New study: Dangers to ancient Antarctic ice

New study: Dangers to ancient Antarctic ice

Dangers to ancient Antarctic ice portend a future of rapidly rising seas, but a new study, partially funded by NSF, may relieve one nagging fear. Meltwater ponds fracturing the ice below them may not cause protracted chain reactions that unexpectedly collapse floating ice shelves.

A study published in Geophysical Research Letters and reported in a Georgia Tech press release modeled fracture chain reactions and water amounts necessary to repeat a rare, epic collapse such as the 2002 shattering of the iconic shelf "Larsen B."

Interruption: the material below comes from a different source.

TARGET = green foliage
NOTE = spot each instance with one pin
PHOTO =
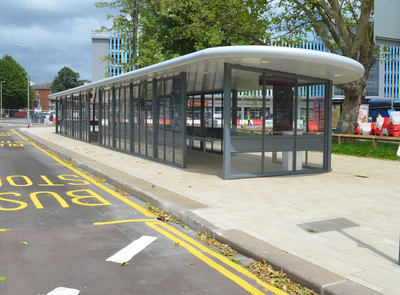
(65, 79)
(16, 87)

Larsen B's disintegration was preceded by an atypical heatwave that riddled it with meltwater ponds, focusing researchers' attention on pond fracturing, also called hydrofracturing. They discovered that a melt pond hydrofracturing the ice shelf can prompt neighboring ponds to do the same. Concerns grew of possible extensive chain reactions, which the new study addressed.

The study found that pooled meltwater does fracture ice; however, ensuing chain reactions appear short-ranged. Still, massive increases in surface melting due to unusually warm weather can trigger catastrophic ice-shelf collapses.

Co-author Alison Banwell, a glaciology researcher at the University of Colorado Boulder, said:

"There is a speed limit in the study that shows that an ice shelf can't collapse ridiculously fast. However, if it becomes as covered in meltwater ponds very quickly as Larsen B was, it can collapse in a similar way." 

Also funding the research was the Cooperative Institute for Research in Environmental Sciences at the University of Colorado Boulder.

Program director Paul Cutler in NSF's Office of Polar Programs said:

"The evolution of surface and shallow subsurface meltwater across Antarctic ice shelves has important implications for their stability. It is vital to understand the causes of ice-shelf instability because ice shelves buttress against the discharge of inland ice and therefore influence ice-sheet contributions to sea level rise."